CLAIM: Some argue that the Bible teaches soul-sleep. This doctrine teaches that people’s souls do not depart to be with God at death. Instead, our souls “sleep” in an unconscious state until the general resurrection of the dead at the end of history (Dan. 12:2; Jn. 5:28-29).
RESPONSE: The Bible teaches that our soul will be immediately in the presence of God at death. Geisler and Howe write, “Sleep is an appropriate figure of speech for death of the body, since death is temporary until the resurrection when the body will ‘awake’ from it.”
There are a number of reasons to believe that we will be conscious after death. Enoch was taken to be with God (Gen. 5:24) and so was Elijah (2 Kings 2:1). When Moses and Elijah appeared to Jesus, they were obviously conscious –hundreds of years after their death (Mt. 17:3). Stephen prayed that God would receive his spirit (Acts 7:59). Jesus promised that the thief would immediately be with God at death (Lk. 23:43). Paul desired to be with Christ at death, which implies that this is a conscious state (Phil. 1:21-23). Paul writes, “While we are at home in the body we are absent from the Lord… [I] prefer rather to be absent from the body and to be at home with the Lord” (2 Cor. 5:6, 8). Moreover, believers in the present heaven are conscious and aware of the tragedies on Earth (Rev. 6:10).
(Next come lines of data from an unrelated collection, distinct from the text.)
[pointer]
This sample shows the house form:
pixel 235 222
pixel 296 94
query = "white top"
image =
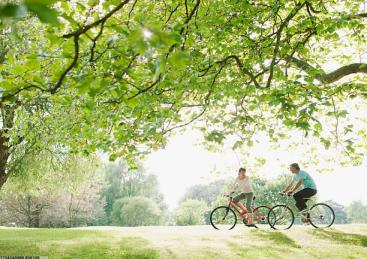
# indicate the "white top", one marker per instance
pixel 243 185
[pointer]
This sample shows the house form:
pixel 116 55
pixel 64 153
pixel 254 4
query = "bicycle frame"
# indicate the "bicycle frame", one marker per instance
pixel 244 214
pixel 288 199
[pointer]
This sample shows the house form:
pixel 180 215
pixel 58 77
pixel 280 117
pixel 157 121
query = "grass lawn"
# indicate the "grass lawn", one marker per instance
pixel 342 241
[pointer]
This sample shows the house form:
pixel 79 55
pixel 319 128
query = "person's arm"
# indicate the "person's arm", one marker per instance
pixel 288 187
pixel 233 187
pixel 297 185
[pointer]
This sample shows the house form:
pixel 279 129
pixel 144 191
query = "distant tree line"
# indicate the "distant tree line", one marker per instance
pixel 73 191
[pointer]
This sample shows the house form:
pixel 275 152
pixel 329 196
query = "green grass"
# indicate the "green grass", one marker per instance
pixel 278 238
pixel 341 237
pixel 343 241
pixel 72 243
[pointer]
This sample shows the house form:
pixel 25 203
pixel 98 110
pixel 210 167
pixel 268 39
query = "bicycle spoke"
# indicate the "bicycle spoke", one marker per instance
pixel 281 217
pixel 321 215
pixel 223 218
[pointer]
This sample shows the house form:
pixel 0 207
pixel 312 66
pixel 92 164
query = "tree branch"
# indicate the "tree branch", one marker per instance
pixel 333 76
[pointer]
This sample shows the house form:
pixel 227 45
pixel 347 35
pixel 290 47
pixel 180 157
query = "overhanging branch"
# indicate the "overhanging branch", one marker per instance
pixel 333 76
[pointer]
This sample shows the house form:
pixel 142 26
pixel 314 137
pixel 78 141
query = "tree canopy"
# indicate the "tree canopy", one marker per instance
pixel 121 76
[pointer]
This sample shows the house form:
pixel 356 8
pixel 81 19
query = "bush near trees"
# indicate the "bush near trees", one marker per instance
pixel 70 191
pixel 191 212
pixel 135 211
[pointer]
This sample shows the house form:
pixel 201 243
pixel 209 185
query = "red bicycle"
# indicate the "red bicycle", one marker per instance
pixel 224 217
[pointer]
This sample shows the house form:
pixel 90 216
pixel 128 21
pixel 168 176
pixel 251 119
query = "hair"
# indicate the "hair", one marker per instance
pixel 295 165
pixel 242 169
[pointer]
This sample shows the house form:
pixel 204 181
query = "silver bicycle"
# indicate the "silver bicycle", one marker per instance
pixel 319 215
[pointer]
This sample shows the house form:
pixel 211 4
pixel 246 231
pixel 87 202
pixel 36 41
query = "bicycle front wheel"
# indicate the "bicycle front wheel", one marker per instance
pixel 223 218
pixel 260 215
pixel 280 217
pixel 321 215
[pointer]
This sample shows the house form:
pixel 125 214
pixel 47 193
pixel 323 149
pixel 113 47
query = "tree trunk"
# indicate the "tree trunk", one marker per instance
pixel 7 114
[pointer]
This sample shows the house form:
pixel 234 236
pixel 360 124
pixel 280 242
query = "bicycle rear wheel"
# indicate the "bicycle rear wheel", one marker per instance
pixel 280 217
pixel 222 218
pixel 321 215
pixel 260 215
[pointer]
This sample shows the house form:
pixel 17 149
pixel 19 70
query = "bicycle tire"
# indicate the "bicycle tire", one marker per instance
pixel 328 207
pixel 228 210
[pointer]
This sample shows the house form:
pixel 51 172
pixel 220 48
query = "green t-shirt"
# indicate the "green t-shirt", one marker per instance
pixel 307 180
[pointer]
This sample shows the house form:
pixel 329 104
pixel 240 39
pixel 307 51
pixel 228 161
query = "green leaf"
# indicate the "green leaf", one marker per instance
pixel 10 10
pixel 179 58
pixel 43 11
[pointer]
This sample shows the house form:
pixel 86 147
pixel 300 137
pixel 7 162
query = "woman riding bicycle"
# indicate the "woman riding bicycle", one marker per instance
pixel 309 188
pixel 243 185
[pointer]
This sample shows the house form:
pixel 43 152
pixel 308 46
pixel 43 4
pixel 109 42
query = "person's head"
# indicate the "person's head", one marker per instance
pixel 294 168
pixel 242 173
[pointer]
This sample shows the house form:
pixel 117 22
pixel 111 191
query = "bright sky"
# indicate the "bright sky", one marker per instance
pixel 184 163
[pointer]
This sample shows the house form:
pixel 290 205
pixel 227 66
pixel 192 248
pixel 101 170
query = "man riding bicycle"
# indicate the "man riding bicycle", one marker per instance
pixel 309 188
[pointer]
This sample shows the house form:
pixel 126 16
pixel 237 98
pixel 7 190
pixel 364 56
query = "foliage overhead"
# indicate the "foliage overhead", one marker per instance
pixel 106 75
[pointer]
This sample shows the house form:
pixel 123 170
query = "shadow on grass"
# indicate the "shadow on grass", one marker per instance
pixel 65 243
pixel 341 237
pixel 277 237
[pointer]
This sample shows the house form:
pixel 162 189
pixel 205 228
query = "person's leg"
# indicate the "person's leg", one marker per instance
pixel 237 199
pixel 301 196
pixel 249 199
pixel 300 202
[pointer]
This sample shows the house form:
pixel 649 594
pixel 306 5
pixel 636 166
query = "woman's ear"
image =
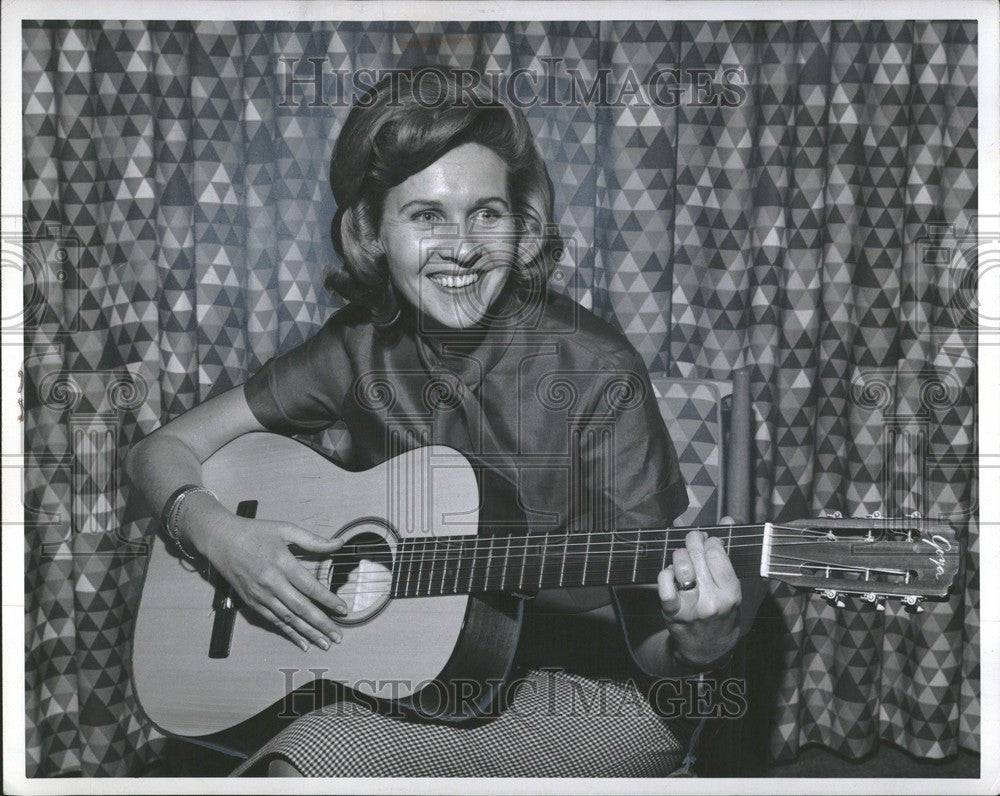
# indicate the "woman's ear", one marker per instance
pixel 359 239
pixel 531 233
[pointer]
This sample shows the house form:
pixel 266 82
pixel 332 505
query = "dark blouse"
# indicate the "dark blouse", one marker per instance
pixel 554 398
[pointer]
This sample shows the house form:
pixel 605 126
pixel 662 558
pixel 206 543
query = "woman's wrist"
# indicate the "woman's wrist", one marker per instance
pixel 197 517
pixel 689 666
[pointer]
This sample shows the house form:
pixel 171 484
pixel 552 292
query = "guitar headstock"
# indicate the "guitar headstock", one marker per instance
pixel 875 558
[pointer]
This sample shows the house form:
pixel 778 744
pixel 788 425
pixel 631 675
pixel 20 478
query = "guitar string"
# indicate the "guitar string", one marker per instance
pixel 620 537
pixel 402 560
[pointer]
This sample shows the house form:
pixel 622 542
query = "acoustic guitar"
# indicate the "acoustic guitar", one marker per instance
pixel 437 558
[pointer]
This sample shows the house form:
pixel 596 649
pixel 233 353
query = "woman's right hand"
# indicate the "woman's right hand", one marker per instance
pixel 253 557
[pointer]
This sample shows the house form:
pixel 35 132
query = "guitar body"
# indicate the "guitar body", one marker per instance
pixel 435 550
pixel 391 649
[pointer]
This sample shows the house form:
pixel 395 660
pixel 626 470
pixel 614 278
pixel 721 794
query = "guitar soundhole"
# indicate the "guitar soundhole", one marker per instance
pixel 361 575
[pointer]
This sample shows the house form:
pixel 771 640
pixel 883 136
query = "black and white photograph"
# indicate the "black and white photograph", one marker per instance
pixel 525 397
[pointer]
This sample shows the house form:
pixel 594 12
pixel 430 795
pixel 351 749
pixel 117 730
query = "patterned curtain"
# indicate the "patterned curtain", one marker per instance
pixel 817 231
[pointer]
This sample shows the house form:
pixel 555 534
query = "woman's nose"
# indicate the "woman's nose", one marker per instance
pixel 460 246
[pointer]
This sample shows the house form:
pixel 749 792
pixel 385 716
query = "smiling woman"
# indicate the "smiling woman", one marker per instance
pixel 446 234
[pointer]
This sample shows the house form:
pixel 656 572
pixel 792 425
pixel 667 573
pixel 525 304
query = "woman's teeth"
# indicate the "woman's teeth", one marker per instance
pixel 462 280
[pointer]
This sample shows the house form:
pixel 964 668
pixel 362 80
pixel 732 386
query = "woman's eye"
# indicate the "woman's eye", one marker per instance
pixel 488 216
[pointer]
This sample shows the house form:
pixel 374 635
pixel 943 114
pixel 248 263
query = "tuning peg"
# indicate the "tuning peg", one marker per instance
pixel 874 599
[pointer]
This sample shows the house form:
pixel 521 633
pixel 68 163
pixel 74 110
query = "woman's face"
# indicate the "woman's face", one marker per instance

In the NT, the term “sleep” refers to normal sleep, but it is also a term for literal death. In John 11, Jesus said that Lazarus had “fallen asleep” (11:11). His disciples thought that this referred to literal sleep (11:12). However, John writes, “Now Jesus had spoken of his death, but they thought that He was speaking of literal sleep” (11:13). For this reason, we should understand that sleep generally refers to death in the NT; otherwise, we would be making the same mistake as Jesus’ disciples.
 Geisler, Norman L., and Thomas A. Howe. When Critics Ask: a Popular Handbook on Bible Difficulties. Wheaton, IL: Victor, 1992. “1 Thessalonians 4:13.”